One of the themes I'll keep coming back to is how things are often not how you have assumed they are, and how there are always opportunities to learn something new about Oracle. I am quite familiar with histograms in Oracle from reading the manuals and white papers, but have always left it to Oracle to decide what columns histograms were needed. This is mainly due to the databases I have worked on not being large or complicated enough to need further analysis so far. But knowing the day would come when I would have to do something I thought I would review what I knew, and in doing so learnt a few new things - or rather realised that some of my assumptions had been incorrect.

Rather than re-read the manual I decided to go to a better source of knowledge rather than just raw information - Jonathan Lewis's Cost Based Oracle Fundamentals. I already knew that Oracle had 2 types of histogram - Frequency and Height Balanced. And I knew that Frequency stored a row count per individual data value, while a Height Balanced stores a row count per range of values (strictly the row count is the same per range, and it is the data range size that varies).
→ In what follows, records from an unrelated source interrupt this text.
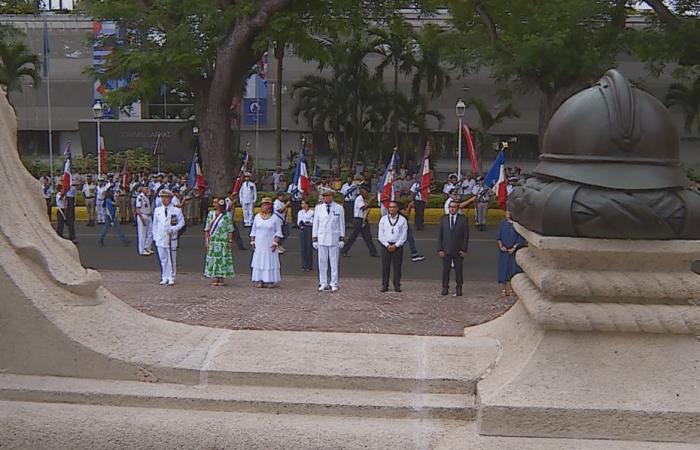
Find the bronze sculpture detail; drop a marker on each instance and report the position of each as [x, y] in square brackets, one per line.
[609, 168]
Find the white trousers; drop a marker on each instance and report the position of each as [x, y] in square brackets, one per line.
[145, 234]
[248, 213]
[328, 254]
[166, 264]
[100, 211]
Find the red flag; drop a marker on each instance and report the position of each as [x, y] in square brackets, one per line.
[425, 174]
[67, 178]
[103, 157]
[471, 150]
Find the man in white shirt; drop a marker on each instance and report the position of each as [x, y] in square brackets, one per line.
[167, 221]
[100, 190]
[350, 192]
[327, 235]
[247, 196]
[89, 191]
[393, 232]
[360, 225]
[144, 222]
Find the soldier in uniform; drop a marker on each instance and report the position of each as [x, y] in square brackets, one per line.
[328, 234]
[167, 222]
[392, 234]
[248, 196]
[89, 192]
[144, 233]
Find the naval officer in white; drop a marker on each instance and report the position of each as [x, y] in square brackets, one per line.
[248, 196]
[167, 221]
[328, 236]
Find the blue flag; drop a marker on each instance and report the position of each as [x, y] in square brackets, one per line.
[495, 171]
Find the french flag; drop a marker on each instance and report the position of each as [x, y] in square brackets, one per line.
[425, 174]
[239, 180]
[496, 178]
[386, 194]
[67, 179]
[301, 175]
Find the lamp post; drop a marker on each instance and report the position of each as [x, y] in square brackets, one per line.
[97, 113]
[460, 108]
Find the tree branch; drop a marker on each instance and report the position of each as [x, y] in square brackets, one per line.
[488, 21]
[665, 15]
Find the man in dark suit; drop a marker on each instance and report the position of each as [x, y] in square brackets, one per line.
[452, 246]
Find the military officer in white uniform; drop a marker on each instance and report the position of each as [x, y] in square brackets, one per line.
[144, 222]
[328, 235]
[167, 221]
[247, 196]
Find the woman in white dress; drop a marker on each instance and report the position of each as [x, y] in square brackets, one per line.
[264, 238]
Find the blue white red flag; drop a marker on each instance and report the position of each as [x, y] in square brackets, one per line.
[239, 180]
[424, 179]
[386, 192]
[301, 175]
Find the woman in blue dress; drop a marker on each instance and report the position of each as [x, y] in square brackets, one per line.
[509, 241]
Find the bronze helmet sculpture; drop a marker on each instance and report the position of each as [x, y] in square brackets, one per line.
[609, 168]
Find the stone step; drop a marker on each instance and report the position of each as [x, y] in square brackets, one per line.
[242, 398]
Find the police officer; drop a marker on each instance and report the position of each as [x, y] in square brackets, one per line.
[167, 222]
[360, 225]
[328, 234]
[350, 192]
[89, 192]
[144, 232]
[247, 195]
[392, 234]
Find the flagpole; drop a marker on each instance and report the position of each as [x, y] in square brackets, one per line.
[48, 99]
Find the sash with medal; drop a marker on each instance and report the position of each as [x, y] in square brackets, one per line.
[215, 224]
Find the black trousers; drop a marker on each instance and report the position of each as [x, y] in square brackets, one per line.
[388, 259]
[358, 228]
[447, 261]
[296, 206]
[307, 249]
[349, 213]
[70, 217]
[420, 214]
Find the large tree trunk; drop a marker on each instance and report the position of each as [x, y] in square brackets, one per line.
[234, 57]
[279, 57]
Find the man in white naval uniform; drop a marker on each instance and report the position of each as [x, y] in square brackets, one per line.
[247, 196]
[144, 222]
[167, 221]
[328, 234]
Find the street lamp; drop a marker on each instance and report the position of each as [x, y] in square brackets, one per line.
[460, 109]
[97, 113]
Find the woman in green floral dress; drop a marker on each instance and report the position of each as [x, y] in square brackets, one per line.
[218, 238]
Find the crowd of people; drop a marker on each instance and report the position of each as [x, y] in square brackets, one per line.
[161, 206]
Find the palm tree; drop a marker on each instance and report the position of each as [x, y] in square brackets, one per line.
[396, 44]
[688, 99]
[430, 68]
[488, 120]
[17, 62]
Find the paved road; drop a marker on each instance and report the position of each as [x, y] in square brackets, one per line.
[480, 263]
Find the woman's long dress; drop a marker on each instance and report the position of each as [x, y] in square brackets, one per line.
[265, 266]
[507, 267]
[219, 260]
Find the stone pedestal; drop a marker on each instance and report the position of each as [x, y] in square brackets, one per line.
[601, 345]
And I knew that the Optimizer in Oracle used this extra row count data in the histogram to calculate better estimates for row counts that would match constraints in queries. In reading the chapter on Histograms and working through the examples and doing my own tests I realised that some of my assumptions had been wrong about how Oracle uses these histograms.
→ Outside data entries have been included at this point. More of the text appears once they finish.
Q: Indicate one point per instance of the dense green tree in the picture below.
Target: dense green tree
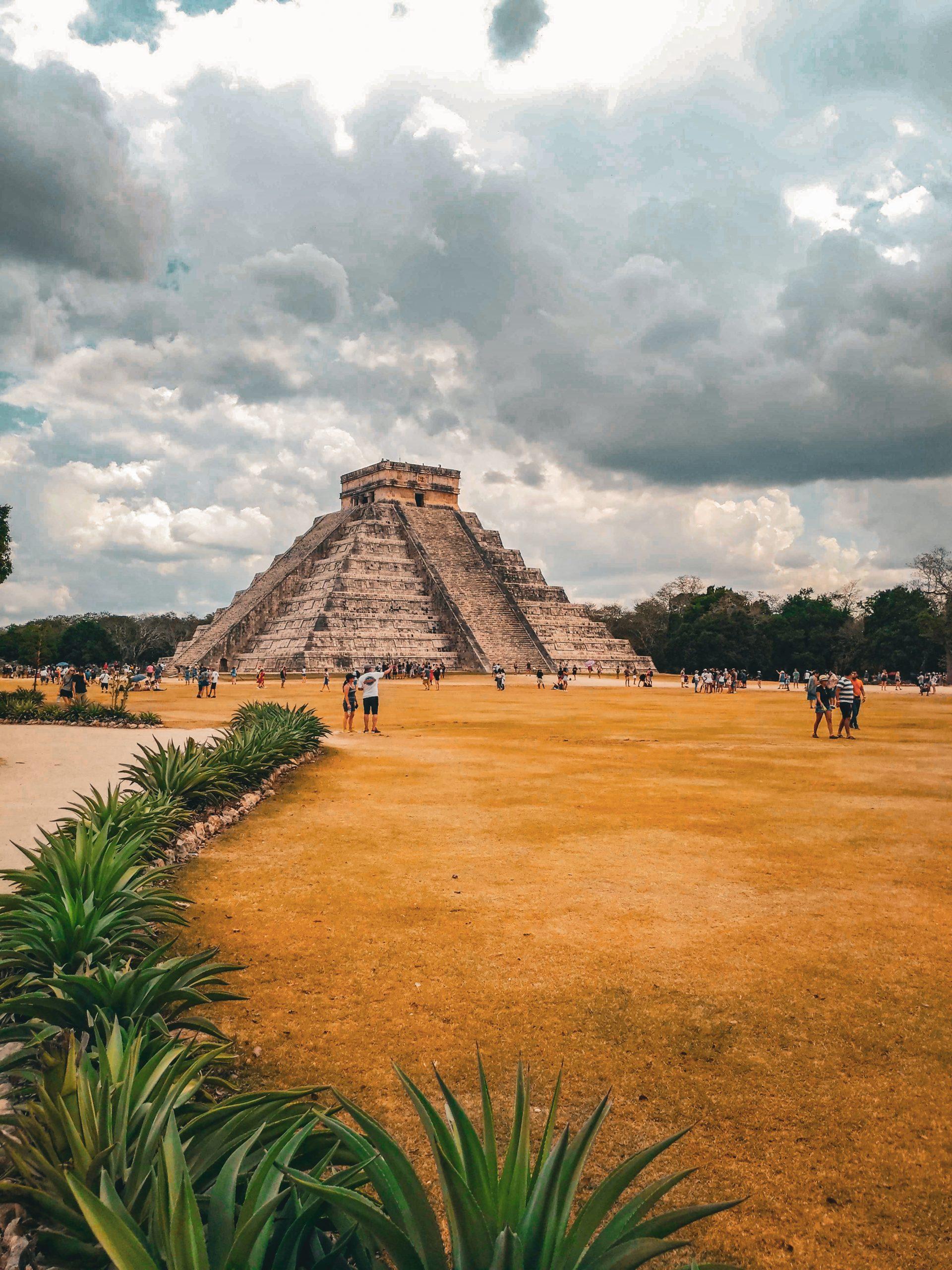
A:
(87, 643)
(812, 632)
(94, 638)
(933, 572)
(898, 633)
(719, 628)
(24, 642)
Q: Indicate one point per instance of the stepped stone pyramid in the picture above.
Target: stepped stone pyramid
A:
(402, 573)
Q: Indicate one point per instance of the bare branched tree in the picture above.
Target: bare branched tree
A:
(933, 575)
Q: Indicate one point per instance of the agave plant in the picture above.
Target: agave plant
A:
(85, 897)
(298, 722)
(160, 988)
(154, 818)
(21, 704)
(245, 758)
(266, 1226)
(184, 772)
(520, 1217)
(103, 1117)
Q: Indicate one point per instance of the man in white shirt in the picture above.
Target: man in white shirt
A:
(368, 684)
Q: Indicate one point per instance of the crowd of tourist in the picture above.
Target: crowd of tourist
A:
(74, 681)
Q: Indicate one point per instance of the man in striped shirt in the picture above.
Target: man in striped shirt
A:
(844, 700)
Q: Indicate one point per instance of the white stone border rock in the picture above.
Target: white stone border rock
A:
(78, 723)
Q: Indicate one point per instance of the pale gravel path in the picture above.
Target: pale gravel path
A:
(44, 767)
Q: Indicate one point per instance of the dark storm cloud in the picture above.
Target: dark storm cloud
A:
(670, 320)
(108, 21)
(141, 21)
(625, 291)
(67, 192)
(515, 28)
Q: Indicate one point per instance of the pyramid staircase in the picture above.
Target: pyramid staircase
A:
(400, 573)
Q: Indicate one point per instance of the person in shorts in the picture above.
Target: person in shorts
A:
(812, 690)
(826, 697)
(350, 700)
(858, 698)
(844, 700)
(66, 689)
(368, 684)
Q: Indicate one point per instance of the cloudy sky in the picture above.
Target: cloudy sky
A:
(670, 284)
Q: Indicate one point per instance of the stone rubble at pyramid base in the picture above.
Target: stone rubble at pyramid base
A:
(388, 579)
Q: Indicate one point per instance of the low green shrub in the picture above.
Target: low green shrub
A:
(26, 705)
(101, 1117)
(155, 820)
(253, 1225)
(300, 722)
(87, 897)
(526, 1216)
(163, 988)
(19, 699)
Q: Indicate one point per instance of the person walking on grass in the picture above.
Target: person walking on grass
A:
(350, 700)
(812, 690)
(66, 689)
(858, 698)
(844, 700)
(368, 684)
(826, 697)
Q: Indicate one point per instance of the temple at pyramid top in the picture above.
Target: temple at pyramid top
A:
(402, 573)
(390, 482)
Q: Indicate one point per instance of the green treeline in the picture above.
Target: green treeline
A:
(685, 625)
(93, 639)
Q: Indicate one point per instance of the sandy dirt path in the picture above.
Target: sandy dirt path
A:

Assumption 1 - Oracle uses all the entries in a histogram to calculate its row count estimate

I knew this to be true for a Frequency Histogram, and had assumed something similar for a Height Balanced one. But I was wrong. In a height balanced histogram although Oracle may have up to 254 buckets, it only uses the ones that contain the same end point values to identify "popular values" - those that occur more frequently than the width of a single bucket, and so span more than one bucket in size. For all other values it ignores the histogram completely and uses the column level Density statistic in the same manner as if there were no histogram.

In other words there is a threshold, being the number of rows covered by a single bucket. For data values that occur more often than this and are also recorded in two or more buckets in a height balanced histogram, the Optimizer uses the number of buckets to calculate the estimated row count, along with the number of rows per bucket. For all other values Oracle assumes a uniform distribution and uses the column level Density statistic. This will not be the same as one over the Number of Distinct Values (NDV), but is calculated differently to remove the effect of the rows for those popular values i.e. the Density is lowered to the average of the "unpopular" values.
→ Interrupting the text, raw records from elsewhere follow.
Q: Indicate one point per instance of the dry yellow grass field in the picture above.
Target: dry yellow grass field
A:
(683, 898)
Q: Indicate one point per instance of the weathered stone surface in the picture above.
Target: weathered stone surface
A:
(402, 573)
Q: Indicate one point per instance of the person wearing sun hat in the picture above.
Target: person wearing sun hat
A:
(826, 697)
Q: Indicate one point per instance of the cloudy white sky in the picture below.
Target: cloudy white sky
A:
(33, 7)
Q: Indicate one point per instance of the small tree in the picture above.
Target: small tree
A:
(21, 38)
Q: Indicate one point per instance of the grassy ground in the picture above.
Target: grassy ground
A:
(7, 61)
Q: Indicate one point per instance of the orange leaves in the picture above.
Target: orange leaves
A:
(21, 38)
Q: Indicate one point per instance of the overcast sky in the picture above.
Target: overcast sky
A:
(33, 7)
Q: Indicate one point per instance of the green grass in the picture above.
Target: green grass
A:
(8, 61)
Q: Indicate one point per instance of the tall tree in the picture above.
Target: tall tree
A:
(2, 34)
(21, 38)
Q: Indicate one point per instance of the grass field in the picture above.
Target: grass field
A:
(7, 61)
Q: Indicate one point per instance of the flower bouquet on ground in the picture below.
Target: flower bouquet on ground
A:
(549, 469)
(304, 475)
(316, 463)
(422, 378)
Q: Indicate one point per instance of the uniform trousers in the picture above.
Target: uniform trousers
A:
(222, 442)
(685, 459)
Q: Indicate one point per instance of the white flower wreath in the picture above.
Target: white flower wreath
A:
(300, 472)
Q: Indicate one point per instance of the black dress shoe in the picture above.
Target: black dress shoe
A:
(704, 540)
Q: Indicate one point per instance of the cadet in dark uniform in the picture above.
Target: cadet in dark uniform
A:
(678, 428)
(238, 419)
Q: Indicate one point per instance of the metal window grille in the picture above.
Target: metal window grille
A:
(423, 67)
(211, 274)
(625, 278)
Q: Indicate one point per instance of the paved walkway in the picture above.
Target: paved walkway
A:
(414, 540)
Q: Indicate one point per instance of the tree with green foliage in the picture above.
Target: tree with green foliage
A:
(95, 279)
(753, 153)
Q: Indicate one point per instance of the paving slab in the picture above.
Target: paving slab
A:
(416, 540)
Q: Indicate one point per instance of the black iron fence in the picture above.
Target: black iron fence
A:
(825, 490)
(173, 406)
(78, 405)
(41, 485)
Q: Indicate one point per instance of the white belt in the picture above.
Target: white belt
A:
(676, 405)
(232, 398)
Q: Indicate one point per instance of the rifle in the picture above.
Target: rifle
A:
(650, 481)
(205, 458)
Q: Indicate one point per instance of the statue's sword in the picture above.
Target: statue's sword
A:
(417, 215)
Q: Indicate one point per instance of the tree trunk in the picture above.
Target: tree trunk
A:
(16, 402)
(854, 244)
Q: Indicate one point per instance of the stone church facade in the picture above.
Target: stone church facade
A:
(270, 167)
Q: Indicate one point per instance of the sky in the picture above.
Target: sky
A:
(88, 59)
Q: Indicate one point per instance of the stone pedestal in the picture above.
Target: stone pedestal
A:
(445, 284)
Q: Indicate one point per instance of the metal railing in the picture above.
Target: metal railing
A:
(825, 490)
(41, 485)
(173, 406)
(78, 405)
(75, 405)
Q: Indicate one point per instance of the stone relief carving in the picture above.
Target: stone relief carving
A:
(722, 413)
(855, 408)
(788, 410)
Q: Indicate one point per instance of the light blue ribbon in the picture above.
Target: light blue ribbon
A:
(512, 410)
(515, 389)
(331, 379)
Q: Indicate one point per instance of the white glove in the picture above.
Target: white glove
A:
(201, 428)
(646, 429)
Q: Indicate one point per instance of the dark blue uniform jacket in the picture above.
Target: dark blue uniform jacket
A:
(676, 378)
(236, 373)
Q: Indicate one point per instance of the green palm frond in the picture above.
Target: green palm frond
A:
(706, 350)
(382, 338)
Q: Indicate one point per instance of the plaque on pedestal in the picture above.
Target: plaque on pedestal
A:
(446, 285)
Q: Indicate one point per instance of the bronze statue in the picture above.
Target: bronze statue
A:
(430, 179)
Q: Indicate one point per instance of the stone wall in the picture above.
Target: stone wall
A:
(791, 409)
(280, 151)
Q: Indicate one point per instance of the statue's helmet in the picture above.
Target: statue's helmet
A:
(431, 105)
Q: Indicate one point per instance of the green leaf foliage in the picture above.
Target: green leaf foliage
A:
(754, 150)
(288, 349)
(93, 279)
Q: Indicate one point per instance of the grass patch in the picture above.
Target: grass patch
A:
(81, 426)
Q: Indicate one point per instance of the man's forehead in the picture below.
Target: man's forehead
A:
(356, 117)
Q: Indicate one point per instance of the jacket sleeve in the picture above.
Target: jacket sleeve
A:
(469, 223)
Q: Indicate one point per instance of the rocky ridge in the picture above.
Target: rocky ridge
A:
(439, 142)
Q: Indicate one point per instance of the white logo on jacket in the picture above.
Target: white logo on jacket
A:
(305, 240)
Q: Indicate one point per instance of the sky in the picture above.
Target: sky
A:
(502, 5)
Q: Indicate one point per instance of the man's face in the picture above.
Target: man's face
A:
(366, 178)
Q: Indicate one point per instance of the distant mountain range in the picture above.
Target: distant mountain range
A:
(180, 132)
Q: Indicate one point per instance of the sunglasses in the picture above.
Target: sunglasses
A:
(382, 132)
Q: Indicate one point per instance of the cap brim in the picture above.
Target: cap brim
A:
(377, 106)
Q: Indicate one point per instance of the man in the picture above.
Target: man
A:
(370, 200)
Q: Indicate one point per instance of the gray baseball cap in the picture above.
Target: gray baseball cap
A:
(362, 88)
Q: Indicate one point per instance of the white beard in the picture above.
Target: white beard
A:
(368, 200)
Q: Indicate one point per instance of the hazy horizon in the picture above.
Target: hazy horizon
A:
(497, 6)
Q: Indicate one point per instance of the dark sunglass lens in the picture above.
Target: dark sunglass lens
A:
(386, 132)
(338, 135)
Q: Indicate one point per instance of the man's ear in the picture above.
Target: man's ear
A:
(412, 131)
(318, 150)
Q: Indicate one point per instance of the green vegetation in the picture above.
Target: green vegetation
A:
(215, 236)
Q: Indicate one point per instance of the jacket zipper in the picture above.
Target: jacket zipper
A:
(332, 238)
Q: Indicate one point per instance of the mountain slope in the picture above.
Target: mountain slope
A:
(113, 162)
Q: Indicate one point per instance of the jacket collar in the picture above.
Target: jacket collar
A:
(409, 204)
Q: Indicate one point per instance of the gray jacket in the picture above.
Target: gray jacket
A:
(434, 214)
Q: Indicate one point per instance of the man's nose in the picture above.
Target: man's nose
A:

Assumption 2 - A Frequency Histogram has an entry for all data values occurring in the table

This is true if either the table is relatively small, or you force Oracle to read all the data rows when gathering statistics. If you leave Oracle to use its default sampling method and you have a large table then some values may not be sampled, and they will be missing from the Frequency Histogram produced.

What Oracle does is to calculate and store a Density value for the column that is half that of the least frequent occurring value in the histogram. Values that appear in query constraints that do not appear in the Frequency Histogram are therefore assumed to occur at half the row count of the value with the smallest row count in the histogram. So again, the Optimizer may end up not using a histogram that exists and instead use the Density statistic of the column when executing a particular query.

None of this is new, and I was able to double check this via various other sources. It was just another thing to add to the list of assumptions I've made in the past that turn out not to be true. Even with histograms in place there is a reasonable chance that the Optimizer will actually not be using the histogram itself but instead the Density statistic value of the column. And also changing the value of the Density for the column can have an impact on queries, even when there is a histogram on that column.